Transportation using disintegration Is it physically possible to have one device, that will scan one object atom by atom and record it to some computer file and then send it to some other machine that could use this blueprint to rebuild that object? What are limitations of this?
 A: There are roughly $10^{28}$ particles in the human body. If we assume that each particle can be described by a single double-precision number, then it would take
$$
10^{28}{\rm atoms}\cdot\frac{{\rm numbers}}{{\rm atoms}}\cdot\frac{8{\rm bytes}}{{\rm numbers}}\simeq10^{29}\,{\rm bytes}\sim10^{17}{\rm terabytes}
$$
Which is way more memory than what is thought to be made in the world currently. So there's one limitation.

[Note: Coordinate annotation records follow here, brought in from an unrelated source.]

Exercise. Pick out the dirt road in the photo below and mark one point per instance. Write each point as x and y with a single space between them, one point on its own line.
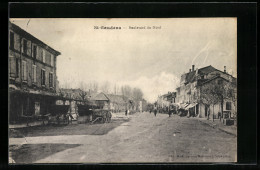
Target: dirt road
145 138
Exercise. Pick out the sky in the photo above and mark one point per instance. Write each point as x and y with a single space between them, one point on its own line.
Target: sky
150 59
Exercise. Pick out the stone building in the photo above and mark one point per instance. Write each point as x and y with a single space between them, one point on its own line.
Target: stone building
115 103
32 75
164 101
194 82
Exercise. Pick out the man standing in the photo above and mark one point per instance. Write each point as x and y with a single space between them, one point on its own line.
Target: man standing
155 111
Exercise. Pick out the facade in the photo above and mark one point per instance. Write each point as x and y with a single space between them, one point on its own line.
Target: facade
115 103
164 101
193 83
74 97
32 75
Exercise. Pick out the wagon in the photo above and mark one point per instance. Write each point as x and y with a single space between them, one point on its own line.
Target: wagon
91 114
59 114
101 115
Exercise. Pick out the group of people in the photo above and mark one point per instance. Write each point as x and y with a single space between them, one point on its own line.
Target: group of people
155 112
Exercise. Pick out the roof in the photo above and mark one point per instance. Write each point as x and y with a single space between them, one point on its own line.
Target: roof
116 98
101 97
190 77
110 97
214 79
74 94
22 32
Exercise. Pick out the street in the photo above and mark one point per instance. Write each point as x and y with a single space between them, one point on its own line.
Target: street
141 137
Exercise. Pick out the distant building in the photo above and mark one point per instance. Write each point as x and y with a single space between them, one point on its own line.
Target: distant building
32 75
166 100
192 85
115 103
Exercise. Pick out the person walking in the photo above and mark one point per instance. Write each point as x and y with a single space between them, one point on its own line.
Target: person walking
155 111
126 112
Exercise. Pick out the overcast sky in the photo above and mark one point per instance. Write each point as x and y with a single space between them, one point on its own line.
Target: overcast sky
151 59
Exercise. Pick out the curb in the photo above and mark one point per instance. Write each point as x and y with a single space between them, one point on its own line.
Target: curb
230 133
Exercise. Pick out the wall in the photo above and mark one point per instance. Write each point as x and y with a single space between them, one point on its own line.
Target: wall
13 54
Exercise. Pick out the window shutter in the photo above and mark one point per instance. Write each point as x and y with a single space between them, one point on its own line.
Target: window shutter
43 56
17 67
45 77
35 73
29 52
16 42
41 77
25 71
12 66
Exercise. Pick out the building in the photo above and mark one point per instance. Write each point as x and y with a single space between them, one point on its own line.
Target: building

I know some space based observatories can handle the rejection/acceptance of particles at about a million per second. If we assume we can do a few orders of magnitude better in determining particles with some non-existent earth-based scanning device (another limitation), then
$$
t_{scan}=\frac{10^{28}\,{\rm particles}}{10^{12}{\rm particles/sec}}=10^{16}\,{\rm sec}\lesssim t_{age\,of\,universe}=4\times10^{17}{\rm sec}
$$
So there's your third limitation.
There'd likely be a time limitation with rebuilding the stored information similar to the one above, but I'm not sure any type of numerics on it.

Seems that we're really far away from being able to do this, if it could ever be done (which I'm still doubtful of).